Protagonista del suo nuovo film è Ghalib, un camionista che, dopo una fedeltà lunga anni al suo primo datore di lavoro e poi al figlio tanto da aver raggiunto quasi la Meel patthar (pietra miliare del titolo) con quasi 500.000 chilometri percorsi, ha un malore alla schiena. Dopo l’incidente gli viene chiesto di addestrare un giovane camionista. L’uomo teme che questa richiesta nasconda in realtà il suo vicino licenziamento. Questo fatto, insieme alla richiesta di un risarcimento economico da parte della famiglia della sua sposa, morta suicida qualche mese prima, mettono in discussione tutte le certezze di quest’uomo.
Sul camion, in una sorta di road movie dolente dell’anima, l’uomo ha la possibilità di porsi delle domande e di far i conti con il dolore della perdita della moglie. I colori dominanti sono il grigio e il blu scuro che sembrano avvolgere sempre l’animo dell’uomo. La macchina da presa spesso molto stretta sul volto del protagonista chiuso dentro il suo camion diventa metafora delle paure e del senso di claustrofobia che abita nel cuore di quest’uomo schiacciato dalla sue paure.
Infine di Lacci di Daniele Lucchetti, film d’apertura della Mostra (qui resoconto della conferenza stampa: Lacci o meglio “cappi” apre Venezia77) potete ascoltare la nostra intervista al regista.

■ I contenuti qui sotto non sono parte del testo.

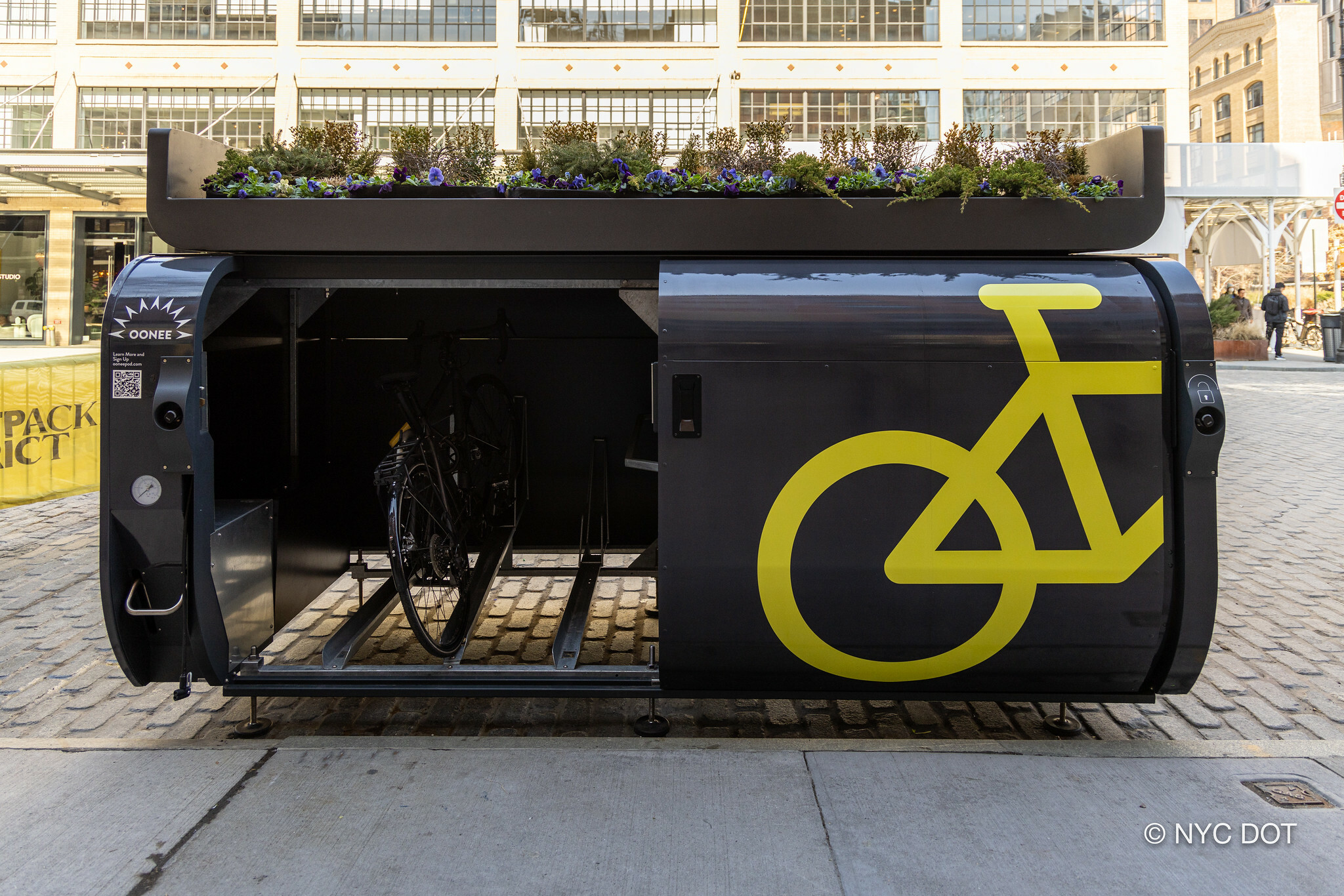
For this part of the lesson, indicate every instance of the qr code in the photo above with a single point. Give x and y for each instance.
(125, 383)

L’opera del regista di Mio fratello è figlio unico, di Anni felici ci ha lasciato molti dubbi sia sulla forma stilistica scelta con una macchina da presa sempre troppo in movimento e con una quantità di parole davvero eccessiva ma soprattutto sulle scelte dei protagonisti che non sono riusciti a regalare quel senso di coerenza necessario per entrare nella storia della famiglia protagonista. Non c’è stato un buon lavoro tra gli attori che interpretano lo stesso personaggio in vasi diverse della vita. Non volevamo vedere un’inutile verosimiglianza ma sicuramente una maggior coerenza nei gesti, negli atteggiamenti che non cambiano a 20, a 40 o a sessant’anni. Un plauso a Linda Carridi che in pochissime scene riesce a trasmettere tutta la positività di un personaggio che, a differenza degli altri, sceglie chi essere e non essere quello che gli capita, come Vanda accusa Aldo di fare.
La battuta migliore del film: “Lo sai, è difficile soffrire in modo simpatico”.